The sherriff was also extremely hairy in the chest region, which leads me to another notable aspect of the film: Everyone in it was clearly a werewolf. The sherriff, the guy who turns out to be the werewolf, the sister of the guy who turns out to be the werewolf, the doctor, children in the street, everybody. Everyone in that town could credibly have been suspected as a werewolf. Why there were no sequels, I'll never know. They coulda made fifty. Everybody in town could have gotten a turn being the werewolf. And then they coulda sold them at Walmart and made a sweet thirty bucks.
This movie took place in the south. Deep in the deepest, most southerly region of the south. The houses, the fences, the cars, they were all white. Really white. So white that every fifteen minutes Stefan would mutter "So white..." and it cracked me up every time.
Q: How much whiter than this could a movie be?
A: None.
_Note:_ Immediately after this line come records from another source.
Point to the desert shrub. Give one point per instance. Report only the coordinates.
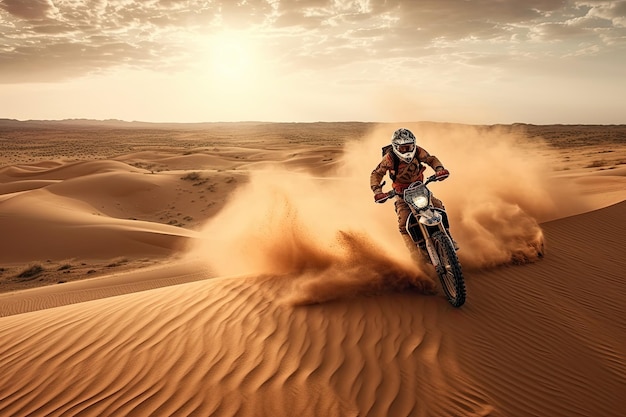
(31, 271)
(192, 176)
(597, 164)
(117, 262)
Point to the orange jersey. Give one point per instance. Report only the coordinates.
(407, 173)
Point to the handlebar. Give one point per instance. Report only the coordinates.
(392, 193)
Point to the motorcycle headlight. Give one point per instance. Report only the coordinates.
(420, 200)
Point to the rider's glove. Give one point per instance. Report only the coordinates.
(380, 197)
(442, 174)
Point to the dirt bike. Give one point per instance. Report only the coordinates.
(428, 227)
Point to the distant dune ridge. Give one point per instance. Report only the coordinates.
(245, 270)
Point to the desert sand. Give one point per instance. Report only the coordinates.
(243, 269)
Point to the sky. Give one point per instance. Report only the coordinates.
(459, 61)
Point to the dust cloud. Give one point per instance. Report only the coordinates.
(328, 232)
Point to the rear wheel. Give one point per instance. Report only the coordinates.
(449, 270)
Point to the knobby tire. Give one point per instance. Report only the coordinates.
(450, 274)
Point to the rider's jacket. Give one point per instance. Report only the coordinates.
(407, 173)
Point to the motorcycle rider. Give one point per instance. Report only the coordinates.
(405, 165)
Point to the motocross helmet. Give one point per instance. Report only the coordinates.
(403, 144)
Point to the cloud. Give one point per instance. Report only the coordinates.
(45, 41)
(29, 9)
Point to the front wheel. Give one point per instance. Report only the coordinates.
(449, 270)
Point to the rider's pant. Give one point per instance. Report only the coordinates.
(403, 211)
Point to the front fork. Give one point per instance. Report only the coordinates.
(430, 247)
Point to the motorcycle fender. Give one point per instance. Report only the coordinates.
(430, 218)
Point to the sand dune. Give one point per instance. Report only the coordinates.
(540, 339)
(311, 317)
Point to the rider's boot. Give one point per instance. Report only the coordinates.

None more white.
Lastly, I would like to address the issue of indestructible clothing. I don't know where to get it, but people in the south have it, and I want it. When the werewolf guy transformed into a snarling, furry man-beast, his fashionable slacks remained completely untorn. When he spent the better part of the night romping around in the woods, his stylish shirt remained spotless. When he was set on fire in a giant, burning barn, he escaped with clothes that weren't even singed! In fact, they looked better than before!
Since the answer to these "southern clothes" is a closely guarded secret, all I can do is roll down to Texas and strip a man naked in the street. Then I'll call him a faggot and the local drunken sherriff will nod sagely and allow me to beat him down. Because it's better in the south. Snow makes a man weak. It's not nearly white enough.